Eine der größten Herausforderungen von Kilicdaroglu als Präsident wäre es, Erdogans sorgfältigen Balanceakt zu übernehmen, der dazu geführt hat, dass die Türkei die Beziehungen sowohl zu Moskau als auch zu Kiew aufrechterhält und eine Kameradschaft mit dem russischen Präsidenten, die nur wenige andere Staatschefs von sich behaupten können. Auf die Frage, welche Art von Beziehung er zu Wladimir Putin aufbauen wolle, sagte er: "Wir werden eine Politik im Rahmen dessen schaffen, was die Interessen der Türkei erfordern. Wir sind eine politische Partei, die glaubt, dass die derzeit verfolgte Außenpolitik nicht zugunsten der Türkei ist", sagte er.

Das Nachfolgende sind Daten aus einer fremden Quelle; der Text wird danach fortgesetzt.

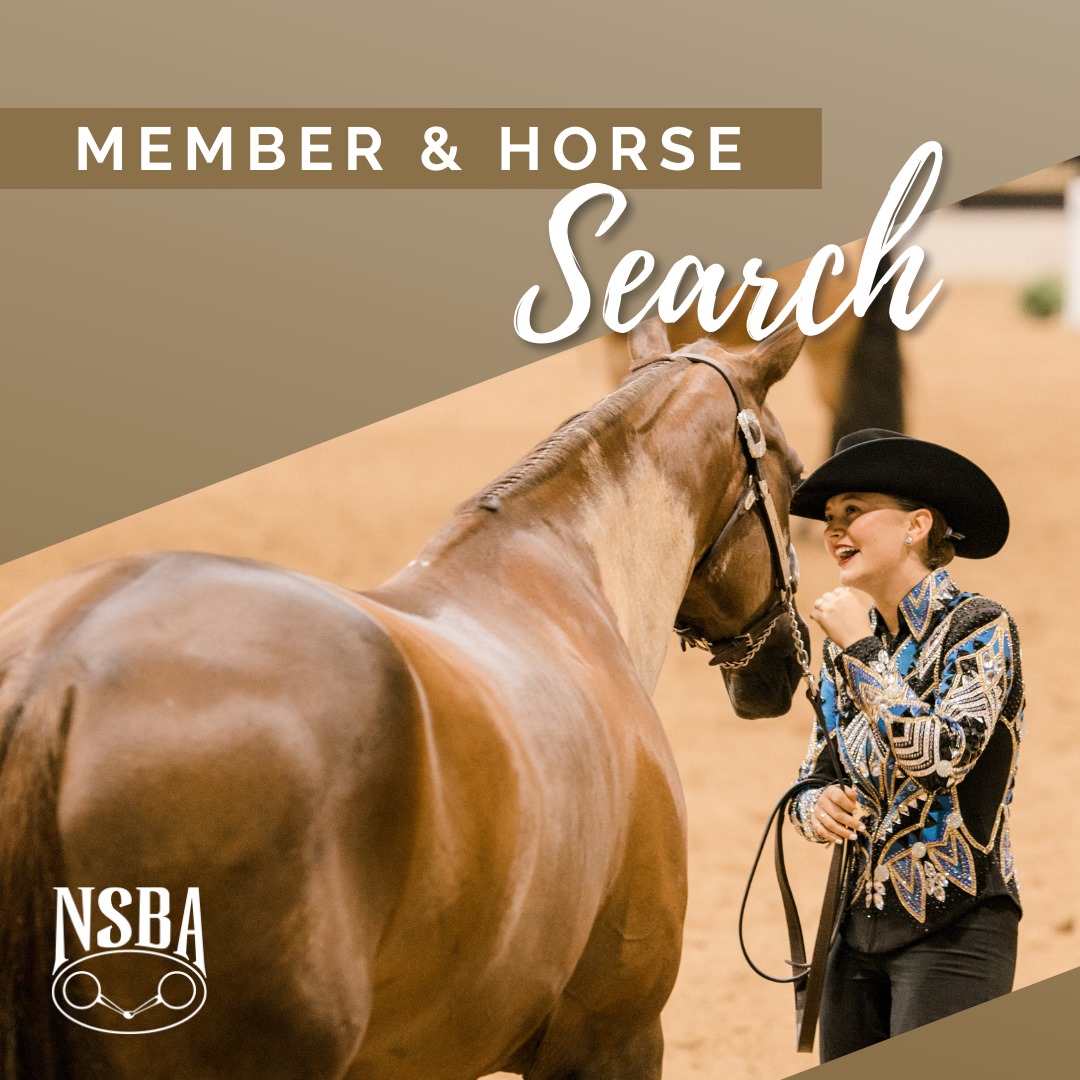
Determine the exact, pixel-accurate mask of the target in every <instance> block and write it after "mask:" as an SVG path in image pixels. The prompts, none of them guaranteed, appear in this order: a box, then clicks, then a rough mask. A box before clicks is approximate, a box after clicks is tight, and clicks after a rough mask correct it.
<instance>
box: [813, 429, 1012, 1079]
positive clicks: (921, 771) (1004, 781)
mask: <svg viewBox="0 0 1080 1080" xmlns="http://www.w3.org/2000/svg"><path fill="white" fill-rule="evenodd" d="M792 513H793V514H797V515H799V516H804V517H815V518H820V519H822V521H824V523H825V546H826V550H827V551H828V553H829V555H831V556H832V557H833V558H835V559H836V563H837V567H838V570H839V580H840V585H839V588H838V589H834V590H833V591H831V592H828V593H826V594H825V595H824V596H822V597H820V598H819V599H818V602H816V603H815V604H814V606H813V611H812V617H813V619H814V620H815V621H816V622H818V623H819V625H821V627H822V629H823V630H824V631H825V633H826V634H827V635H828V636H827V639H826V640H825V644H824V663H823V667H822V674H821V691H822V699H823V706H824V708H823V712H824V717H825V729H826V730H824V731H823V730H822V729H821V725H820V723H815V725H814V731H813V734H812V737H811V740H810V748H809V752H808V754H807V758H806V760H805V761H804V764H802V770H801V773H800V775H801V777H802V778H806V777H812V778H813V779H815V780H820V786H818V787H814V788H811V789H810V791H808V792H806V793H804V795H802V796H801V797H800V798H799V799H798V801H797V804H796V805H795V806H794V807H793V812H792V816H793V821H794V823H795V825H796V827H797V828H798V829H799V831H800V832H801V833H802V834H804V835H805V836H806V837H807V838H809V839H811V840H816V841H820V842H836V843H839V842H841V841H842V840H845V839H848V840H851V841H853V843H854V847H855V859H854V860H853V866H852V874H851V879H850V880H849V882H848V896H849V907H848V909H847V913H846V915H845V917H843V921H842V923H841V928H840V933H839V934H838V935H837V940H836V942H835V943H834V946H833V950H832V953H831V955H829V961H828V968H827V971H826V976H825V990H824V996H823V1000H822V1010H821V1057H822V1061H829V1059H832V1058H834V1057H839V1056H841V1055H842V1054H848V1053H851V1052H852V1051H854V1050H859V1049H861V1048H863V1047H866V1045H869V1044H870V1043H874V1042H879V1041H881V1040H882V1039H887V1038H889V1037H890V1036H893V1035H899V1034H901V1032H902V1031H906V1030H908V1029H910V1028H914V1027H918V1026H919V1025H921V1024H928V1023H930V1022H931V1021H934V1020H939V1018H941V1017H943V1016H947V1015H949V1014H950V1013H954V1012H957V1011H959V1010H961V1009H967V1008H969V1007H971V1005H975V1004H978V1003H981V1002H983V1001H986V1000H989V999H990V998H994V997H998V996H999V995H1002V994H1007V993H1009V990H1010V989H1011V988H1012V980H1013V970H1014V967H1015V959H1016V923H1017V920H1018V918H1020V899H1018V895H1017V889H1016V878H1015V875H1014V872H1013V861H1012V853H1011V851H1010V846H1009V811H1010V804H1011V800H1012V792H1013V779H1014V775H1015V771H1016V754H1017V748H1018V744H1020V735H1021V726H1022V718H1023V712H1024V684H1023V678H1022V674H1021V652H1020V643H1018V640H1017V637H1016V627H1015V625H1014V624H1013V621H1012V618H1011V617H1010V616H1009V613H1008V611H1005V610H1004V609H1003V608H1002V607H1001V606H1000V605H999V604H996V603H995V602H994V600H990V599H988V598H986V597H984V596H978V595H976V594H973V593H967V592H962V591H961V590H960V589H959V588H958V585H957V584H955V583H954V581H953V579H951V578H950V577H949V575H948V572H947V571H946V570H945V569H944V567H945V565H946V564H947V563H949V562H950V561H951V558H953V556H954V554H955V555H960V556H964V557H968V558H986V557H988V556H990V555H994V554H995V553H996V552H998V551H999V550H1000V549H1001V546H1002V544H1003V543H1004V542H1005V538H1007V536H1008V534H1009V513H1008V510H1007V509H1005V504H1004V501H1003V500H1002V498H1001V495H1000V492H999V491H998V489H997V488H996V487H995V485H994V483H993V482H991V481H990V478H989V477H988V476H987V475H986V474H985V473H984V472H983V471H982V470H981V469H980V468H978V467H977V465H975V464H974V463H973V462H971V461H969V460H968V459H967V458H963V457H961V456H960V455H959V454H955V453H954V451H951V450H948V449H946V448H945V447H943V446H937V445H935V444H933V443H927V442H922V441H919V440H915V438H908V437H906V436H904V435H900V434H896V433H895V432H891V431H882V430H878V429H868V430H865V431H859V432H855V433H854V434H852V435H848V436H846V437H845V438H842V440H840V442H839V443H838V444H837V448H836V454H835V455H834V456H833V457H832V458H829V459H828V460H827V461H826V462H825V463H824V464H823V465H822V467H821V468H820V469H818V470H816V471H815V472H814V473H812V474H811V475H810V476H809V477H807V480H805V481H804V482H802V484H801V485H800V486H799V488H798V489H797V491H796V494H795V497H794V500H793V502H792ZM852 589H859V590H861V591H862V592H864V593H867V594H868V595H869V596H870V598H872V599H873V602H874V607H873V608H872V609H870V611H869V612H868V613H867V611H866V610H865V608H864V607H863V606H862V604H861V603H860V602H859V599H858V598H856V597H855V595H854V594H853V593H852V592H851V590H852ZM826 739H828V740H832V741H833V742H834V745H835V747H836V750H837V752H838V756H839V760H840V762H841V764H842V774H841V775H838V774H837V773H836V771H835V766H834V765H833V760H834V757H833V755H832V754H829V753H827V752H826V751H825V740H826Z"/></svg>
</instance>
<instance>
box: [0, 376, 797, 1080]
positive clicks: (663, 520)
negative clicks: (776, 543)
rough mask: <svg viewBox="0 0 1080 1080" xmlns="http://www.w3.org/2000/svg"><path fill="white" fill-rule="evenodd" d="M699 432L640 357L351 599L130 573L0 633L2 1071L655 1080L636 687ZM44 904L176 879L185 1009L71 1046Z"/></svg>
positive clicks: (696, 378) (723, 437) (669, 978)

In Bezug auf die Ukraine, den Nachbarn der Türkei auf der anderen Seite des Schwarzen Meeres, war Kilicdaroglu optimistischer. "Wir wissen, dass die Ukraine auf unfaire Weise angegriffen wurde", sagte er. "Deshalb unterstützen wir sie in dieser Hinsicht. Wir würden jede Art von politischer Unterstützung leisten, die benötigt wird."